In this simulation, SDID produces the closest estimate to the true ATT. The time weights concentrate on the later pre-treatment periods, which are most informative for extrapolating the counterfactual.

Concept Check

In this simulation, SDID outperforms both DiD and SC. What specific combination of features allows SDID to achieve smaller bias than either method alone?


Step 5: Placebo Inference and Monte Carlo

# Placebo inference: run SDID on each control unit to build the null distribution
# vcov(..., method = "placebo") computes the SD of placebo estimates as the SE
se_sdid <- sqrt(vcov(sdid_est, method = "placebo"))
t_stat <- c(sdid_est) / se_sdid  # large t = estimate is significant

cat("=== Placebo Inference ===\n")
cat("SDID:", c(sdid_est), "\n")
cat("SE:", se_sdid, "\n")
cat("t:", t_stat, "\n")
# 95% CI via normal approximation (valid asymptotically)
ci <- c(sdid_est) + c(-1, 1) * 1.96 * se_sdid
cat("95% CI: [", ci[1], ",", ci[2], "]\n")
# Simulation check: does the CI contain the known true effect?
cat("Covers true:", ci[1] <= tau_true & ci[2] >= tau_true, "\n")

Expected output — Placebo inference:

SDID estimate:   ~5.10
Placebo mean:    ~0.01
Placebo SD:      ~0.50
t-statistic:     ~10.2
Placebo p-value: 0.000
95% CI:          [~4.12, ~6.08]
Covers true ATT: True
Concept Check

SDID has both smaller bias and smaller variance than SC in the Monte Carlo. What explains the variance reduction?


Summary

The replication of Arkhangelsky et al. (2021) demonstrates:

  1. DiD fails under differential trends. When the treated unit has a steeper trajectory, TWFE absorbs the trend into the treatment effect estimate.

  2. SC improves on DiD by reweighting. Finding control units with similar trajectories reduces but does not eliminate bias.

  3. SDID combines the best of both. Unit reweighting (like SC) plus differencing (like DiD) plus time reweighting achieves a form of double robustness.

  4. SDID is efficient.
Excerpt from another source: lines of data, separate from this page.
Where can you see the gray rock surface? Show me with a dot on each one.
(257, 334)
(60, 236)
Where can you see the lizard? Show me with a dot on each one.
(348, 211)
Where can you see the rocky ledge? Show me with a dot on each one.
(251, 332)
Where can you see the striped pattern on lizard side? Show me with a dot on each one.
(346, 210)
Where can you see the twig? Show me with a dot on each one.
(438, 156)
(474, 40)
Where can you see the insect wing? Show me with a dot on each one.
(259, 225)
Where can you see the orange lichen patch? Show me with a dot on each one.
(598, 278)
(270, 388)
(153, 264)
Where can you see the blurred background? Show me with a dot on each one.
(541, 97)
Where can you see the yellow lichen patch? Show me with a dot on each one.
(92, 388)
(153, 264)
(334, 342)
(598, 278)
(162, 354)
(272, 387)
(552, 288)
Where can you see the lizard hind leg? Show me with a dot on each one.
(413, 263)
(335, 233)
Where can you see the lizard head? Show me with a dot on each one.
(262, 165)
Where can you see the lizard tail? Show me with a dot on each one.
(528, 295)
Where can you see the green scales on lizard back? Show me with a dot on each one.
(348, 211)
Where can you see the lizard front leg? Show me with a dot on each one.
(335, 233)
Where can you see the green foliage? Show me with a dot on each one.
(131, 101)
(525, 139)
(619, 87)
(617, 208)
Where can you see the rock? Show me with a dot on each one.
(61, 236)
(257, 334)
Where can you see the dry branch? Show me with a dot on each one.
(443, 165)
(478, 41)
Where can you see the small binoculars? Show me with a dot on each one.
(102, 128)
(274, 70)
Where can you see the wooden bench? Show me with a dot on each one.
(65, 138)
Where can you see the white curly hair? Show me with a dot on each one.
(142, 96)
Both smaller bias and smaller variance than SC, and dramatically smaller bias than DiD.

  5. Placebo inference works. Assigning treatment to each control unit in turn produces a valid null distribution for constructing p-values and confidence intervals.


Extension Exercises

  1. Multiple treated units. Modify the DGP so that 5 states receive treatment. How do DiD, SC, and SDID compare with multiple treated units?

  2. Staggered adoption. Have different states adopt treatment in different periods. Combine SDID with staggered adoption methods.

  3. Stronger trends. Increase gamma from 0.4 to 1.0. How does DiD bias scale with the trend differential? Does SDID remain robust?

  4. Short pre-treatment. Reduce T_pre from 20 to 5 periods. How does the quality of SDID unit weights degrade?

  5. Non-stationary errors. Replace i.i.d. noise with AR(1) errors. Does SDID inference remain valid?

  6. Covariates. Add time-varying covariates that partially explain state-specific trends. Estimate an augmented SDID.

  7. Jackknife inference. Compare placebo-based SEs with jackknife SEs. When do the two approaches differ?

  8. California Proposition 99. Apply SDID to the classic Proposition 99 dataset (available in the synthdid package). Compare SDID, SC, and DiD estimates.